The story is also founded on the timeless theme that those who hold power will do anything they can to retain it. They reveal secrets, they spread lies, they make and carry out threats. Speaking truth to power is nothing but a slogan when the powerful have the ability to destroy truth tellers.

All of these themes are given context in a story that moves around in time and place as it chronicles the tumultuous lives of two main characters. Nora moves from Iowa to the Arizona Territory to be with her husband, Emmett Lark, who has taken on unmanageable debt to acquire a newspaper in a small town. Nora lost a daughter and lives in constant fear that she will lose her sons. She carries guilt and keeps a secret about that death from all but one person, a man who is not her husband. By 1893, in the midst of a drought and a raging dispute between two newspapers, she fears she will lose Emmett, who left in search of water and has not returned, leaving her to be comforted by the sheriff for whom she has long felt a guilty affection.

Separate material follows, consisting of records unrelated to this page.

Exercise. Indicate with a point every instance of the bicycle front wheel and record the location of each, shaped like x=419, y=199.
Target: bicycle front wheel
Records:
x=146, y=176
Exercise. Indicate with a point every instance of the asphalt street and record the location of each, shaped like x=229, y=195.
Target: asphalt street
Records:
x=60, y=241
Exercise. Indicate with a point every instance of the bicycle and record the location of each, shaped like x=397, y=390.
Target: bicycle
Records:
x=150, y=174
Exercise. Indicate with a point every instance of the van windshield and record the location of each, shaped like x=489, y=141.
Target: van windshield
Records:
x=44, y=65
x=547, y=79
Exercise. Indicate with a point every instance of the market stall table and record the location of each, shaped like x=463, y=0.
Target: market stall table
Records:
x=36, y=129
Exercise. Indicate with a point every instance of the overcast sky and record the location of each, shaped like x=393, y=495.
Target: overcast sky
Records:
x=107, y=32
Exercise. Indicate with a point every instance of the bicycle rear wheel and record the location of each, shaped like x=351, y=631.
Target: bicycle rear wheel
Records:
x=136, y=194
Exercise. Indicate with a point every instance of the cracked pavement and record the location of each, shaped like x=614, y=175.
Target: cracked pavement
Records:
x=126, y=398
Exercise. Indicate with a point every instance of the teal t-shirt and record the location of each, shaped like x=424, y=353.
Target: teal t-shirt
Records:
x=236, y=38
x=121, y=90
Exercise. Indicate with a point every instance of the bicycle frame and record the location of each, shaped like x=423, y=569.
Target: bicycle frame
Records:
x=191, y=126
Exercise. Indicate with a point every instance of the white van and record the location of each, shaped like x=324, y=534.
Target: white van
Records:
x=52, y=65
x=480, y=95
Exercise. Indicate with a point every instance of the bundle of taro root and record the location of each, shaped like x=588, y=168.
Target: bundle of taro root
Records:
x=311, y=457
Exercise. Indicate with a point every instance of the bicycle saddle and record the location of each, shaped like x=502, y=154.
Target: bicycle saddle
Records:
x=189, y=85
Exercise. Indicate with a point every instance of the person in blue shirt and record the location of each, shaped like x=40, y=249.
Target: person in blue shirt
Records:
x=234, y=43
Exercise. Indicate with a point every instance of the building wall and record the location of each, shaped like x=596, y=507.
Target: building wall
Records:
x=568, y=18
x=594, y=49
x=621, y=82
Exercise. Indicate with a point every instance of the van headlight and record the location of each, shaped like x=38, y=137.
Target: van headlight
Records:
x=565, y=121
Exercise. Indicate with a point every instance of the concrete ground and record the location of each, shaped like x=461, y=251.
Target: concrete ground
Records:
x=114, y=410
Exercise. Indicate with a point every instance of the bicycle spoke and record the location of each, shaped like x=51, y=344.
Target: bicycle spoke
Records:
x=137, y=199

Nora’s life is shaped by hardship but she keeps resentment at bay by finding purpose in hard work. In her mind, she talks with her dead daughter, who ages as if she were alive, giving Nora “a glimpse of how all of life would have unfolded had the girl survived.”

Living with Nora is a young woman named Josie, who claims to communicate with the dead. She is adored by Nora’s youngest son and might be the future wife of an older son, although Nora treats her with contempt. Josie and Nora’s youngest son are convinced not just that ghosts walk among them, but that a demonic beast is lurking in the woods. Nora is never quite certain whether Josie has a psychic gift or a wild imagination ­­­­­— the evidence could go either way.

The second central character is Lurie, whose story begins decades before Nora’s. Lurie was born in Herzegovina to a father who is always angered to be mistaken for a Turk. At the age of six, running for his life in his father’s company, Lurie travels to New York, where he is soon orphaned. His adventures growing up teach him to be a thief; one of his tutors is the ghost of a boy named Hobb Mattie. In concert with Hobb’s living brother during the mid-1850s, Lurie regularly appears on Wanted posters in the South, where rebellion against the law of the North is celebrated. His nemesis is Marshal John Berger. Fleeing from Berger, Lurie makes his way to the West with a caravan of camels, intended as pack animals for the infantry.

The conflict that drives the plot concerns a proposal to move the county seat from Amargo, where Emmett and Nora live, to a town that is lobbying to be connected to the railroad. The loser of that conflict is doomed to remain forever inland. For reasons Nora does not understand, Emmett refuses to take on the rival town, its newspaper, and its most powerful rancher. When Emmet fails to return home after going in search of water, the conflict takes on a new dimension and leads to a series of surprising revelations.

The plot is engrossing and the way the two stories tie together is completely unexpected. Inland might not be quite as astonishing as The Tiger’s Wife, but Obreht again gives her readers the gift of luminous prose and again conjures a plot that is unlike anything I have read before. At 33, she is a relatively young writer, but she has an old soul. Eight years passed between The Tiger’s Wife and Inland. Since quality should always trump quantity, I will gladly wait another eight years to read her next book.